For the last 68 years, Cheshire High School has allowed valedictorians to address their classmates at graduation. However, no student honoree has had an experience quite like the one that Andrew Lou faced in 2020.
Due to the coronavirus coming to Connecticut two years ago, CHS planned multiple graduation scenarios before choosing to do a drive-through ceremony for students to pick up their diplomas. Ceremony speakers were asked to give their addresses virtually.
Instead of facing his friends as valedictorian, Lou recorded his speech in his own dining room.
“I was kind of sad that I couldn’t see my classmates one last time, but I appreciated the chance to provide my thoughts on graduation,” recalled Lou. “It was good to give that expression.”
In reflecting upon the start of the pandemic, Lou remembered how his classmates expected the health situation to improve in a few weeks, but the grads ended up finishing their final semester learning virtually from home.
“It came as a shock,” said Lou. “We couldn’t do senior prom, graduation, and the senior picnic. There were some regrets of not being able to be around my classmates.”
For Lou, the year 2020 seems so long ago, as he has gone on to learn more about himself and the world around him in the Ivy League. After initially attending Cornell University (New York), he transferred to the University of Pennsylvania in 2021 and is now studying in the college’s Wharton School.
“At Cheshire (High School), you are meeting people from similar backgrounds, but in college, you are being introduced to people from all over,” stated Lou. “I like that.”
As a freshman at Cornell, Lou started out studying economics and computer science. Because of the pandemic, all of his classes and club activities were held virtually.
While he found it harder to build connections with new people, Lou became accustomed to using tools like Zoom.
“You had to adjust to the situation. It is a reality that we have to face,” said Lou. “When using Zoom, you miss that face-to-face interaction.”
Lou found a passion for finance in college and chose to transfer to UPenn. Last year, he was happy to start moving away from virtual learning.
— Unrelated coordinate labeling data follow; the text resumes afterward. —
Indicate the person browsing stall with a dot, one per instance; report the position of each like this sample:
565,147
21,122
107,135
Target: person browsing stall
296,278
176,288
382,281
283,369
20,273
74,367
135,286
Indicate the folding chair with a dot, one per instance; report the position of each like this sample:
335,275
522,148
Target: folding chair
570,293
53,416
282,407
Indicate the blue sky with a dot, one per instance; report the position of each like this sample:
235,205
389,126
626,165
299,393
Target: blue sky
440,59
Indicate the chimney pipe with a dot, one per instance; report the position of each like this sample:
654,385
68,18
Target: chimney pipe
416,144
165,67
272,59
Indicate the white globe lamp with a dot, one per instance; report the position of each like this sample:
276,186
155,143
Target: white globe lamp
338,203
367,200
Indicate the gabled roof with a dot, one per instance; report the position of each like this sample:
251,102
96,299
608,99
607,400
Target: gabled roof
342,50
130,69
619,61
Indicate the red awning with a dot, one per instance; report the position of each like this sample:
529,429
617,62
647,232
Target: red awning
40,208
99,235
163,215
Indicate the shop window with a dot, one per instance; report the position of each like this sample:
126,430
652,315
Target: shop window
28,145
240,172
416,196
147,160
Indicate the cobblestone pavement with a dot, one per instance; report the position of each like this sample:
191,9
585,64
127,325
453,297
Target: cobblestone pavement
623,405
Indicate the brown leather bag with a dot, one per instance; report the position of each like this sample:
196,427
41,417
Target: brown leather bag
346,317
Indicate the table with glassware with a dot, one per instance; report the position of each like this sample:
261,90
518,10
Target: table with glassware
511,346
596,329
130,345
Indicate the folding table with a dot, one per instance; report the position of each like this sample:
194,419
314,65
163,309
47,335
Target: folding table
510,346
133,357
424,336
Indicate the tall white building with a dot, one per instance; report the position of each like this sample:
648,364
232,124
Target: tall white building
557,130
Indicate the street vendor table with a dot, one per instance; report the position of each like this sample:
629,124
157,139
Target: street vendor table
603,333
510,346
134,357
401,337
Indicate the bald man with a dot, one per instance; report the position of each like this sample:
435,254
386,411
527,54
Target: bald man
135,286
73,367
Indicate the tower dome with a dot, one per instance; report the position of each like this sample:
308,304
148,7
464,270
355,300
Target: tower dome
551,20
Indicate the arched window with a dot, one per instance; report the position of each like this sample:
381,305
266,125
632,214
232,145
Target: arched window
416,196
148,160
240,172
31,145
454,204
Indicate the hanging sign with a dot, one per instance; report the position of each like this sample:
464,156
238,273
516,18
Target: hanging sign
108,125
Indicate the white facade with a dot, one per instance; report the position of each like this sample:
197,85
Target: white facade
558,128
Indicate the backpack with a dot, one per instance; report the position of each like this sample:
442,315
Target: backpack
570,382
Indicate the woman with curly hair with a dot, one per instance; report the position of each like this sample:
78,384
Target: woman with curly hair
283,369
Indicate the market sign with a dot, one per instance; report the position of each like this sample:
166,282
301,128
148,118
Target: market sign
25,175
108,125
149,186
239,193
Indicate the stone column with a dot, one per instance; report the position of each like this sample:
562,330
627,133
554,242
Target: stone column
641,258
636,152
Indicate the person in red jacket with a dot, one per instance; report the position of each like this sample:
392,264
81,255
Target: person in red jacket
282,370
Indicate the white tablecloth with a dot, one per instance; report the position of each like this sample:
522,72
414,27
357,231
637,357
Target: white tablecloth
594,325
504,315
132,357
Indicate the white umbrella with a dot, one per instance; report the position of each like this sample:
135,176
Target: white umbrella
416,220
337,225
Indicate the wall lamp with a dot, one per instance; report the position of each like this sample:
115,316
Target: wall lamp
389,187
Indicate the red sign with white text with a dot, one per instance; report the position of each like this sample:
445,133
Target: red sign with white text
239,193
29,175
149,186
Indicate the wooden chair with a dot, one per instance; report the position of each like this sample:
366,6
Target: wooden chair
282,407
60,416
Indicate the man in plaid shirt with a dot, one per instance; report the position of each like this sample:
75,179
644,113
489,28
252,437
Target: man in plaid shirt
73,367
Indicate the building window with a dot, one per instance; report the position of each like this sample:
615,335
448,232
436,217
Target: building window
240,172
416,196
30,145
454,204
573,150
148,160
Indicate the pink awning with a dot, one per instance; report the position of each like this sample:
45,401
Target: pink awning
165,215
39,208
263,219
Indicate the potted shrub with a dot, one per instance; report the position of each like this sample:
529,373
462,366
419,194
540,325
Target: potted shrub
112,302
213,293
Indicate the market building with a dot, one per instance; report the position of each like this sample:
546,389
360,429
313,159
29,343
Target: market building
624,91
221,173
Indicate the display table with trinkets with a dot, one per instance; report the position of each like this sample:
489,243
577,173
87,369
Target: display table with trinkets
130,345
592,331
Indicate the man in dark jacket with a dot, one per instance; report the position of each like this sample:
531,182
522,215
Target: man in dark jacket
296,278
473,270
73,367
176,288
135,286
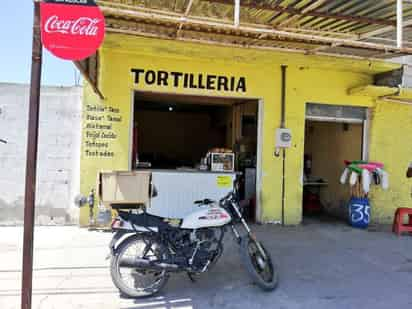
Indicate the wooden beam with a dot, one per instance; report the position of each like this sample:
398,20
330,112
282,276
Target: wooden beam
307,9
236,13
187,11
82,66
379,31
293,11
208,26
228,44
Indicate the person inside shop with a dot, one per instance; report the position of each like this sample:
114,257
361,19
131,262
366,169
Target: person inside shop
409,170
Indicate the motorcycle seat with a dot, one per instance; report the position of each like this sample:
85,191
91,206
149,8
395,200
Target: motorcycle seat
206,201
145,219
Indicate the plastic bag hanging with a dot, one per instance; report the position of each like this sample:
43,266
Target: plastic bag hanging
366,180
385,180
344,176
353,178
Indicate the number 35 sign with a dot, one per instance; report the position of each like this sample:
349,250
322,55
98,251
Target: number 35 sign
71,29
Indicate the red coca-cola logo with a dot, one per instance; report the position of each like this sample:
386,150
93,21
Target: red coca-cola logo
71,32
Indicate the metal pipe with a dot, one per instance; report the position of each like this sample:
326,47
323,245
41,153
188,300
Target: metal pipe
31,163
282,125
237,13
399,23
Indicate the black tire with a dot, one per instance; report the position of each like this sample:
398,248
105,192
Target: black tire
115,271
268,282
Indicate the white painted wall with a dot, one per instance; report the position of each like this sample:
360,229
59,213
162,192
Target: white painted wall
58,179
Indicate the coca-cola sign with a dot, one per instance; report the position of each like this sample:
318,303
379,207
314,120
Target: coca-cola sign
71,29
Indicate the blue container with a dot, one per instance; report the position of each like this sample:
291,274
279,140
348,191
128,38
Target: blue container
359,212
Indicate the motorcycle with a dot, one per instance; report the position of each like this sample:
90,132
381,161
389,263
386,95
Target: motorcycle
146,249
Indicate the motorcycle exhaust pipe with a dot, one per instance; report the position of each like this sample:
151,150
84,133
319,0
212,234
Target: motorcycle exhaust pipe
145,264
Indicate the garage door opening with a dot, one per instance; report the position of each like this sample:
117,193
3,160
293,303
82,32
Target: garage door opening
198,138
333,134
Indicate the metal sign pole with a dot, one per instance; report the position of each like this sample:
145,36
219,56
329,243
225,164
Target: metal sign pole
31,162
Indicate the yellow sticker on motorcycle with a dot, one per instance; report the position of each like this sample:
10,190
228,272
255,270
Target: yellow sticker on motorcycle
224,181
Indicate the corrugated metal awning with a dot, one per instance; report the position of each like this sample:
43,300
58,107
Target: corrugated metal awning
350,28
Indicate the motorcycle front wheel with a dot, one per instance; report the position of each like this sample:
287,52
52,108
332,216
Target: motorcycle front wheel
260,266
138,282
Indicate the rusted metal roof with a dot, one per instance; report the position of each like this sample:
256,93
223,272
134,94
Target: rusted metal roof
350,28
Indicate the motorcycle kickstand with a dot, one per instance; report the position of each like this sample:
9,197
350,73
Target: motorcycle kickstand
191,277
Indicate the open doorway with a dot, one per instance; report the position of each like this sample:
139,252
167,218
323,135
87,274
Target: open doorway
178,133
333,134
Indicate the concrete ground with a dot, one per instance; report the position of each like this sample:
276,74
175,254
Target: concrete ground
322,265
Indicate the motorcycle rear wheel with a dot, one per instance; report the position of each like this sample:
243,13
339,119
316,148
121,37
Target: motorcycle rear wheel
134,282
261,268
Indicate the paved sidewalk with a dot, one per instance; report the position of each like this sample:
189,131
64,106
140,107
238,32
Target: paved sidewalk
323,265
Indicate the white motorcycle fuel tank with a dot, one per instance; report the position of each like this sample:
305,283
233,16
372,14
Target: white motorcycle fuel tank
207,216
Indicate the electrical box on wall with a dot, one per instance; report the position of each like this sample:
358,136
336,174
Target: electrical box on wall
283,138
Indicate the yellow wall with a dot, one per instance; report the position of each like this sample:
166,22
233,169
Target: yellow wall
391,143
309,79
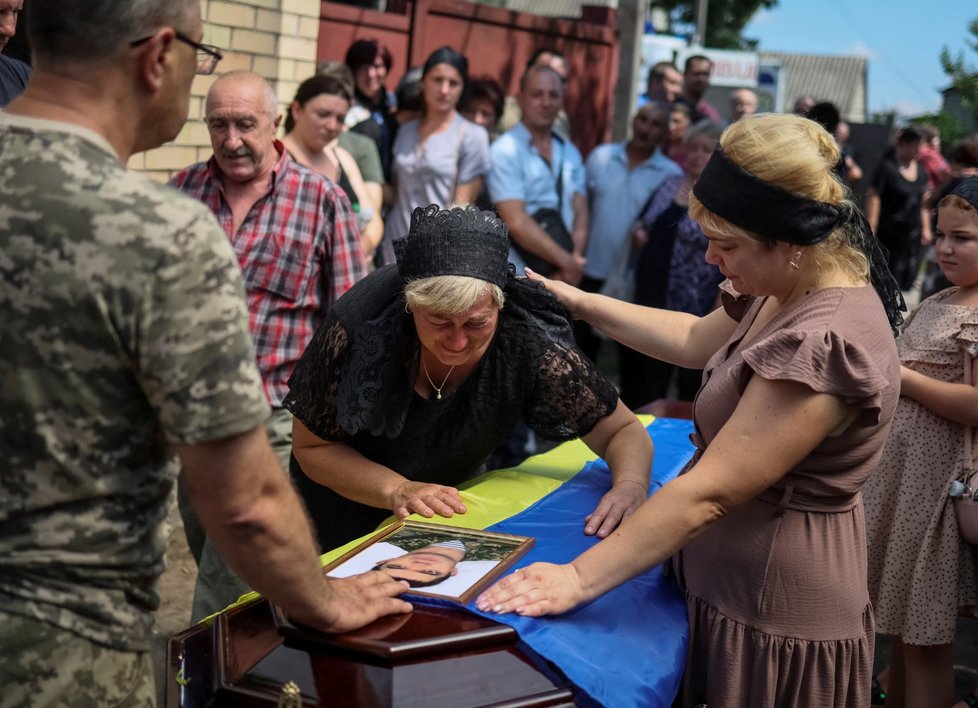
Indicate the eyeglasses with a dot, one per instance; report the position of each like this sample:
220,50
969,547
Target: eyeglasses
207,54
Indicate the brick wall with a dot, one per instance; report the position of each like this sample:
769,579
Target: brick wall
275,38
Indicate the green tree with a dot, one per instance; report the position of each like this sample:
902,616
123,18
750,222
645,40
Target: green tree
963,76
725,20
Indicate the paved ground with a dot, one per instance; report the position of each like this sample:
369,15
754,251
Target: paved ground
176,596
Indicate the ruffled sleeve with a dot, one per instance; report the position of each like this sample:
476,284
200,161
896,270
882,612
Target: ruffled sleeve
967,338
822,360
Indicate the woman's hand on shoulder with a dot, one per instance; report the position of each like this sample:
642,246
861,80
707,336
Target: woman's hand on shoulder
426,499
618,503
570,297
539,589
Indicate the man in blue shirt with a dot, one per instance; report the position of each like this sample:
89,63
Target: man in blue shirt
533,168
621,179
13,73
“It was great getting back in the classroom,” recalled Lou.
The Wharton School at UPenn offers a strong background in economics, but Lou believes that college professors have also supported his interest in finance and statistics.
“On the finance side of things, I became interested in capital markets. You get to see economics on a large scale,” explained Lou.
He believes that statistics also apply to the financial sector.
“We are approaching the age of big data. It is important to see how we differentiate the numbers from the noise,” explained Lou.
Like he did at Cornell, Lou is also studying computer science at UPenn. He has additionally learned about subjects like American law.
“I had never thought that I would be interested in the legal aspect of things,” reflected Lou. “It was interesting to see where we got started in constitutional law and laws from the Supreme Court.”
This summer, Lou went to New York City for an internship with an investment bank.
“In the work force, things come along as-is and it comes down to your adaptability. It was good to get a ton of exposure and see what an investment bank is like,” explained Lou. “Living in New York City for two months was a fun experience, too.”
Following his internship, Lou has returned to Cheshire before starting his junior year of college. This fall, he is excited to take on a position of welcoming new students and transfers to The Wharton School.
Lou describes the school’s transfer students as a diverse and close-knit group of people.
“I’m looking to help people who are also working toward two degrees,” added Lou.
In the future, Lou looks forward to having a full graduation experience, but first he wants to continue exploring in college.
Along with classwork at Cornell and UPenn, he has worked as a research financial assistant and computer science teaching assistant.
“I can talk to my classmates and professors to expand my horizons,” said Lou. “I’m not rushing to get there (graduation). I’m looking forward to enjoying these last two years of college.”